Bee Navigation Revealed


“We're the only ones who make honey, pollinate flowers, and dress like this!” This famous line of Barry B. Benson from the Bee Movie helped us change everything we think about bees. The story’s morale proves that even the smallest and seemingly insignificant creature can make one heck of a difference this world. However, there’s another breakthrough discovery that scientists have discovered about bees. Far from its 2007 movie adaptation when those bees navigated like crazy, these social insects that live in hives actually navigate through a hit and miss kind of maneuvering. Bees can fly at about 15mph, roughly 24kph but they actually go from one flower to another, revisiting it many times, before moving on to the next.
Bee navigating
In an article from the Huffington post, “a team of researchers from Mary Queen University in London outfitted tailed bumblebees (Bombus terrestris) with miniscule harmonic radio sensors and plastic number tags. They trained the bees to feed on artificial flowers that offered a perch and a sugar solution in the center. The colony’s nest box, positioned in a large field on a British estate, was then situated near five of these artificial flowers. The flowers were arranged in a pentagon shape, with each one 50 meters from the next, which is many times the distance a bumblebee can see. That arrangement prevented the subjects from following each other or spotting the next flower. The “flowers” were watched by motion-sensing video cameras to capture each bee’s feeding. The researchers also chose to complete the experiment in October, when local flowers would have faded and not tempt the bees away from the experimental ones.”

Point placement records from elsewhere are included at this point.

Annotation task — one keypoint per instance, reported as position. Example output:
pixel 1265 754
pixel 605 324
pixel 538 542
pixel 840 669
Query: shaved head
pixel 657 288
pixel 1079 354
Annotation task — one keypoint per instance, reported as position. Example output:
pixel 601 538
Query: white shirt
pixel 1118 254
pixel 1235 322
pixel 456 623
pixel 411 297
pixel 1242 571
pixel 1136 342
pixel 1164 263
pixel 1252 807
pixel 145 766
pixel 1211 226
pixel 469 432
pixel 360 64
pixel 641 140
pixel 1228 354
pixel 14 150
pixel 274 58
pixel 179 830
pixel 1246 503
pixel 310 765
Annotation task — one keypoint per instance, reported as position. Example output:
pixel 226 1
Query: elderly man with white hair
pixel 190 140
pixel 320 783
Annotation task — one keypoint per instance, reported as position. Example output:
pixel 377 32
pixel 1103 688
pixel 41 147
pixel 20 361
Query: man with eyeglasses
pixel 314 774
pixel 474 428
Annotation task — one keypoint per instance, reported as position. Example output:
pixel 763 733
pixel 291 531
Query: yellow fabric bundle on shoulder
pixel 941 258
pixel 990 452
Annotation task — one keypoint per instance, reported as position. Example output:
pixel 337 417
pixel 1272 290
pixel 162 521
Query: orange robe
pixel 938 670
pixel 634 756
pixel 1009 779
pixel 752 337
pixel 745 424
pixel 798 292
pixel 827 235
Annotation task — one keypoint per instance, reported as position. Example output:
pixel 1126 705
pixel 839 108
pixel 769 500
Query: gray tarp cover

The outcome of the study shows that the routes of the bees were initially longer and more tedious, travelling from one empty flower to another, even revisiting these flowers a couple of times, yet they learned to refine their travel and modify their routes after gaining the exposure and experience. In effect, these bees were able to reduce their flight distance compared to how they first began.

According to the same article, “The learning appeared to be primarily through trial and error. “Each time a bee tried a new route it increased its probability of re-using the new route if it was shorter than the shortest route it had tried before. Otherwise, the new route was abandoned and another route was tested.”

Whether it’s a matter of heuristics or not, it just proves one point: Bee navigation is still complex because they are able to gain experience from flight, thereby decreasing their senseless time buzzing through the air. These findings may lead to a new cognitive laurel for these small social insects, something that we thought only larger-brained mammals are capable of.